The fact remains that, the amount of public drunkenness in Korea makes the country/drinking areas ripe for the formation of blogs like this: low hanging fruit gets picked.
3. Black Out Korea seems to be plugging along unapologetically. For now. We'll see what happens next. I don't know who or how, but last year a few other K-blogs got traced to their homes by netizens, such that one told me in an e-mail that s/he even moved houses because s/he didn't feel safe.
4. Black Out Korea DOES show the faces of some of the passed out people. I was incorrect to assert that faces weren't shown.
5. Passing out in public is one thing. Taking pictures of a passed out person is another. Posing with a person who's passed out like a "trophy" - one phrase I read somewhere - is stupid and reprehensible. Whether we want to be or not, we're cultural ambassadors in Korea, because we look different, and we're making our group look like assholes with these kinds of frat-boy pranks: Korea is not one big college town, and Koreans are human beings, and those who act as if those two statements were untrue make things harder for those of us trying to make a good life here, and for those who come after them.
6. It's disheartening that after a really successful event on Sunday, talking about improving the image of English teachers in Korea, and exploring the confluence of cultural phenomena that led to English teacher scapegoating, that this has been the main focus of attention on many expat k-blogs and forums I've visited this week. ESPECIALLY when two English teacher deaths in Busan SHOULD be the subject of a rallying cry for more support for English teachers and expats in Korea.
7. Blackout Korea, particularly when it's publishing the "trophy" pictures of white people shaming Koreans, is pretty asinine, and it should be made clear to anybody that the vast majority of foreigners and English teachers think so.
However, it's not even close to the offensiveness of the worst "korean culture" blog: Texts From Korean Girls, which, while the work of just one blogger out of the tens of thousands of expats living in Korea, really takes the cake for making Korean women look like idiot whores... and by doing so, makes western men look like vile scumbags who first take advantage of them, and then laugh at them afterwards...

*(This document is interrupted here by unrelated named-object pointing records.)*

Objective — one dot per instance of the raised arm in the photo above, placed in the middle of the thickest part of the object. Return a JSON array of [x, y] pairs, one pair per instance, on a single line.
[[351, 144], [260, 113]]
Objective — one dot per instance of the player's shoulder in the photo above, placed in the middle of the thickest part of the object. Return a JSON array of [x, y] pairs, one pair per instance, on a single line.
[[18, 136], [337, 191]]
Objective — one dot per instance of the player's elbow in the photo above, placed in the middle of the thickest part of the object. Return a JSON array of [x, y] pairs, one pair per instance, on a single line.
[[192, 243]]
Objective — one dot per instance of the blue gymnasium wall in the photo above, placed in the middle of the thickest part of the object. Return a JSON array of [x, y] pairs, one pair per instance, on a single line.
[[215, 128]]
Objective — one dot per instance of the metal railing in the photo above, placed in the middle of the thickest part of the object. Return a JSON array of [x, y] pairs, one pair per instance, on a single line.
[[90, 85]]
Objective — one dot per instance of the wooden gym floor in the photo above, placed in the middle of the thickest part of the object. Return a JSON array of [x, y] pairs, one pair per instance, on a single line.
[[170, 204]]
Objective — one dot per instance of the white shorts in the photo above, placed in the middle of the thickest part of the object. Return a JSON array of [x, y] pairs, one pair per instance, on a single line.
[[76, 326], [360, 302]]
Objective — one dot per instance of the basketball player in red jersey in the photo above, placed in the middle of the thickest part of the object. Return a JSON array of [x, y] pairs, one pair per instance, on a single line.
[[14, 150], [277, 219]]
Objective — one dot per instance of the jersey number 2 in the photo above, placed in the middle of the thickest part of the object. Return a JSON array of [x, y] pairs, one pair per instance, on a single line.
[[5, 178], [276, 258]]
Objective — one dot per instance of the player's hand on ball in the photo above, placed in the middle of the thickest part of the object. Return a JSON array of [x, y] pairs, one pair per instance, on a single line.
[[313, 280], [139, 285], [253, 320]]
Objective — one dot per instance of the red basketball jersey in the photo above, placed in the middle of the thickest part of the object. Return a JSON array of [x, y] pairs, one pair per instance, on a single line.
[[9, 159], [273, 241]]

The only good thing I can say about Texts From Korean Girls is that it hasn't updated since October.
Come on, guys. Seriously, fucking grow up. This is the reason Wifeoseyo, shortly after telling her family she was dating a Canadian English teacher, had to have a conversation with my future mother-in-law, to assuage suspicions the had developed after reading some news reports about foreign English teachers in Korea.
And I'm done. The outliers on either side don't deserve any more attention from me. Or you.
Update: to be fair, after talking so much shit, I should link Blackout Korea's defense/explanation of what he's doing, and how it should be understood.